In the light of Brexit, some believe the EU should remain as it is and continue to be involved in member states economies. Others have suggested a faster approach to the way new members are incorporated. However, it is clear that the EU’s progress is slowing.


EU enlargement plans

The EU plans for enlargement remains one of the most successful policies of the European Union. The strategy identifies six initiatives; rule of law, security and migration, socio-economic development, transport and energy connectivity, digital agenda, reconciliation and good neighbourly relations. With which concrete actions in these outlined areas are foreseen in the next 2 years.

At the same time, funding from the Commission should gradually increase until 2020.



With the EU preoccupied with Brexit, it is possible that they have neglected to engage effectively against international rivals, and particularly China. As the EU’s largest trading partner a unified policy for trading with China is important and with the EU-China summit around the corner.

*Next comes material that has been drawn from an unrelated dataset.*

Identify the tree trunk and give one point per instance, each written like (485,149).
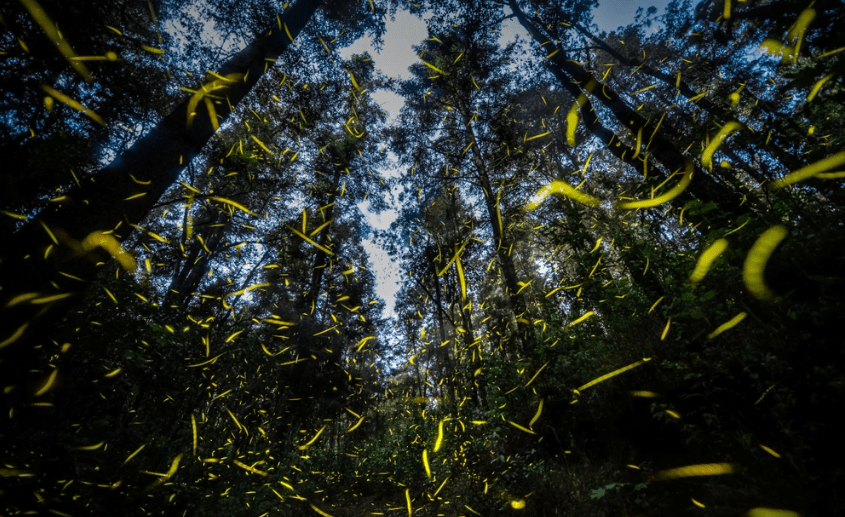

Whilst the former Yugoslav republics; Serbia, Montenegro, Kosovo, Macedonia and Bosnia Herzegovina are all looking to the EU, China is channeling large subsidies into the region worth €1.2 billion.

The EU remains the biggest player in the Balkan’s accounting for more than two thirds of foreign investment. Yet Chinese banks have quickly become the biggest lenders by providing quick and easy conditions that the EU is not willing to risk. The risk, of course, being long-term damage to already fragile economies.